Pennsylvania’s General Assembly last week, on the last day of its session, voted to end the automatic life without parole for teens convicted of first- or second-degree murder. But some advocates say the new scheme misses the point of real reform.
Senate Bill 850 sets the minimum sentence for first-degree murders committed by 15- to 17-year-olds at 35 years. For younger teens, it’s 25 years.
New second-degree murder minimum sentences would be broken up in the same tiers: 30 years for older teens; 20 for younger ones.
The bill is now on the desk of Pennsylvania Gov. Tom Corbett. According to AP reports, he is likely to sign.
That replaces a mandatory sentencing scheme that sent such teen offenders to life without parole or even death. Pennsylvania is among the first of about 25 states that still need to change those mandatory sentences for young people after the U.S. Supreme Court declared them unconstitutional earlier this year.
But the new bill is “harsher than it needed to be, it left a lot of what the U.S. Supreme Court told us on the table,” said Marsha Levick, deputy director and chief counsel of the Philadelphia-based Juvenile Law Center.
The U.S. Supreme Court ruling in Miller v. Alabama this June said that young people are more impulsive, more capable of change and less mature and less able to make good judgments than adults.

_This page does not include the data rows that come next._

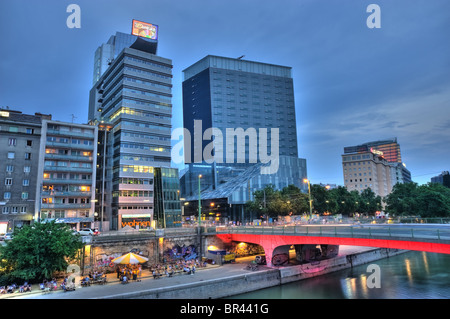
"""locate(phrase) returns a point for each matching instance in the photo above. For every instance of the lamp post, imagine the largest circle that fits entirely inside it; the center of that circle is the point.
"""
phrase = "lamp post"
(309, 194)
(199, 203)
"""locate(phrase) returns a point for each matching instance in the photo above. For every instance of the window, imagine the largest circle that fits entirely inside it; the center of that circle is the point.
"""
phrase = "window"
(12, 142)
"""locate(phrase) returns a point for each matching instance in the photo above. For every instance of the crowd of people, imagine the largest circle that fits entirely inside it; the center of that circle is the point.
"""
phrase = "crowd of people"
(169, 268)
(125, 273)
(129, 272)
(26, 287)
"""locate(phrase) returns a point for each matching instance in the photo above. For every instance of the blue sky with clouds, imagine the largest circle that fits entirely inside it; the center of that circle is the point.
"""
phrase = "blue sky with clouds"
(352, 84)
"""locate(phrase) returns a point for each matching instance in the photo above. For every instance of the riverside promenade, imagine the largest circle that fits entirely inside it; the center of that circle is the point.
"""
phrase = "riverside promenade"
(214, 281)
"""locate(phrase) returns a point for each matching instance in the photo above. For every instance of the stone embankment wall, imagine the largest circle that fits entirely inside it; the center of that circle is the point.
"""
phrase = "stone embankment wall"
(251, 281)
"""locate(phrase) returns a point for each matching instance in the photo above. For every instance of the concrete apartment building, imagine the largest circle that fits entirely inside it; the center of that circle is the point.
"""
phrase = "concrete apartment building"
(130, 102)
(65, 185)
(367, 170)
(20, 136)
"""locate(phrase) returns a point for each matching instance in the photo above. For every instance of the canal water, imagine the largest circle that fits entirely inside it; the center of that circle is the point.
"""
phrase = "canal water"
(412, 275)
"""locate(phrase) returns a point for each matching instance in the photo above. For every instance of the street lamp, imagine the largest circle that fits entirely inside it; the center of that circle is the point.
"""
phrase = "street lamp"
(199, 202)
(309, 193)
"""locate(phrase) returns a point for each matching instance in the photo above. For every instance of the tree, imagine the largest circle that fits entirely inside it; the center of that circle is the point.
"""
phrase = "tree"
(38, 250)
(273, 203)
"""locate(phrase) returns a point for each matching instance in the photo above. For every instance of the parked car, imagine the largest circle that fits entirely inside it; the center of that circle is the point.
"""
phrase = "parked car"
(260, 260)
(8, 236)
(86, 232)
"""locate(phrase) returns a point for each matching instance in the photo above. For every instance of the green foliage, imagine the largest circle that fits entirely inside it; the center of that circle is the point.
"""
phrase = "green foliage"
(273, 203)
(430, 200)
(38, 250)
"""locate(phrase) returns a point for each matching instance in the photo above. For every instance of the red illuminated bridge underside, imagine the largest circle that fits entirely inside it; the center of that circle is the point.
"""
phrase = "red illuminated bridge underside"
(270, 242)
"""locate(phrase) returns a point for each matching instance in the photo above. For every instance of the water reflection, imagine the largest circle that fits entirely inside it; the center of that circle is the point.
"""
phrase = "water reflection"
(412, 275)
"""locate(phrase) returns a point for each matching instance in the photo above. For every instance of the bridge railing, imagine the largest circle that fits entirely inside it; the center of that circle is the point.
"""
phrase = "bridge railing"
(353, 231)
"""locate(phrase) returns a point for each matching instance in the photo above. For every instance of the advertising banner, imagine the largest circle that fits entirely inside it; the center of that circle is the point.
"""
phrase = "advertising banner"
(145, 30)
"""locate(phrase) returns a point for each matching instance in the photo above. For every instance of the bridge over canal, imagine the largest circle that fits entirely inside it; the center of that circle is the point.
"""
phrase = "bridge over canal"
(277, 240)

Thus, the court argued, juveniles convicted of murder must be given a sentencing hearing and judges must take into account mitigating factors such as age, past experience with the courts, family history, or mental illness. That rules out mandatory sentences.
Levick said she believes the U.S. Supreme Court is advising “a different paradigm” that’s more flexible, individualized and sensitive to research on adolescent brain development.
Decarcerate Pennsylvania, a grassroots group fighting to end and reverse prison expansion, also argued against the bill. Their official statement argues that new sentencing rules should make “meaningful and substantive” change.
“The bill does not honor the spirit of the U.S. Supreme Court decision which asserts that children should be sentenced in a way that holds them accountable for their mistakes while also recognizing their youthfulness and their potential for change,” reads a statement the group released.
The new sentencing rules were amended onto an existing bill in September, the first chance Pennsylvania had to make a change after the Miller ruling.
Decarcerate Pennsylvania’s statement argued that the process was too fast, lacking public debate and discussion, and closing an opportunity for “substantive, thoughtful” legislation.
Levick thinks the door is closed on a redo, predicting the General Assembly will have no “appetite” to revisit juvenile murder sentencing.
The bill is not retroactive either, so does not apply to Pennsylvania’s 500 or so lifers, though Levick is arguing a case at the state Supreme Court that could make them eligible to apply for resentencing.
Oral arguments have already been made, but the state supreme court has yet to announce a date for its opinion.